# Anesthesia for ear biopsy



## Randee (Jul 14, 2014)

What code would you give for this scenario?

A healthy 5 year old male is placed under anesthesia to have a biopsy taken from his left ear drum.

a.  00120-P1
b.  00124-P2
c.  00170-P2
d.  00126-P1

I recently had this on a practice exam and thought "a" was the correct answer, but the rationale said that "d" was the correct answer.  When I questioned it further the answer was: 

"You are correct that otomy = incision. But you need to do an incision to do the biopsy. The difference between 00120 and 00126 is NOS vs. tympanotomy. There are no other specific anesthesia codes for ear procedures. The statement did specify - it said of left eardrum (tympanum). The procedure (biopsy) was done on the eardrum (tympanum) so that is why D is a better choice than A (NOS). 

I guess what is confusing to me is that I thought you could actually do a biopsy with a needle and the question didn't state "incisional biopsy"..  I am trying not to over think things, but this one keeps staying with me and doesn't seem right..  Should I assume from now on that a tympantomy should be used as a biopsy code?  If not, based on the above question, how should I differentiate the two codes in the future?

Thanks so much for any insight you can provide!!


----------



## chaimz (Aug 17, 2014)

I just finished the same practice exam, and I answered the same - A.  

I am glad I stumbled upon your thread because I was not satisfied with the rationale that they gave either.  However, the further explanation that they gave you answers my question and I will gladly give you my understanding of it.

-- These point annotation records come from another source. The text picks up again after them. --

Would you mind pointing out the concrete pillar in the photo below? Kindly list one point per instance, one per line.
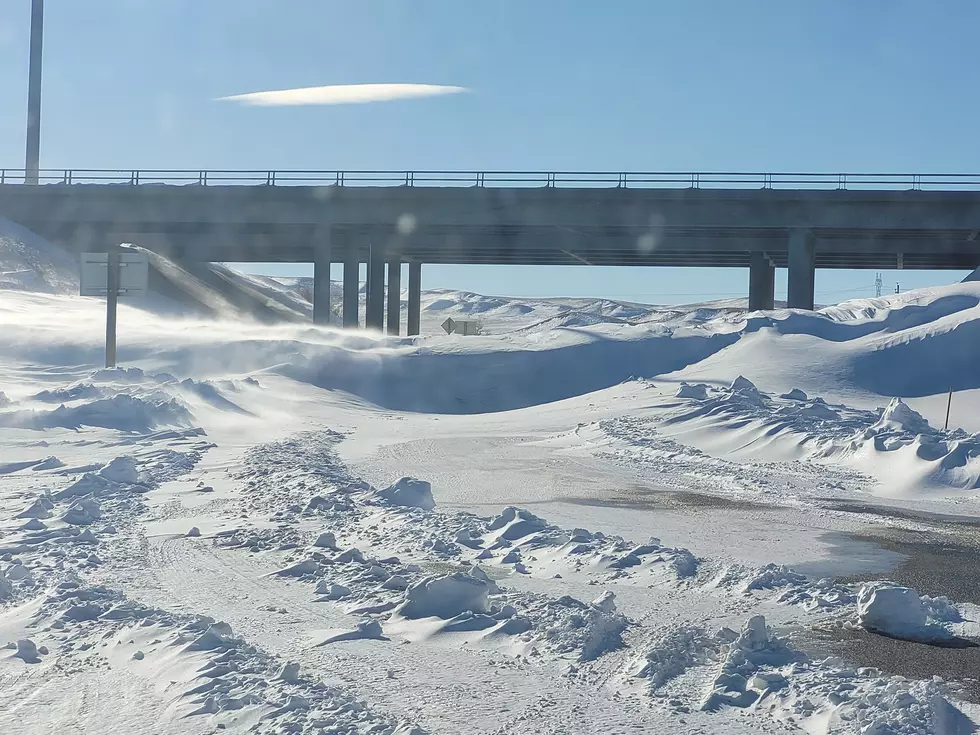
(375, 312)
(801, 270)
(352, 267)
(414, 298)
(394, 296)
(321, 277)
(33, 157)
(762, 282)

You must assume that if the type of biopsy isn't specified, it is incisional for the very fact that a biopsy needs to be "cut into" in order to retrieve it.  Therefore, being as code 00126 specifies the type of incision (eardrum), and code 00120 includes the biopsy (as the parent code), 00126 would be the correct selection.


----------



## Shafiq032 (Dec 9, 2019)

I am not convinced by the answer D because tympanotomy or incisional biopsy is not documented and how can we assume that as default biopsy should be considered as  'incisional' if type of biopsy is not documented. I couldn't find such guidelines anywhere. So I would suggest option 'A' is more appropriate than 'D'.


----------



## kavsjb79 (Nov 19, 2020)

So that solves it then that the expected answer is 00126.


----------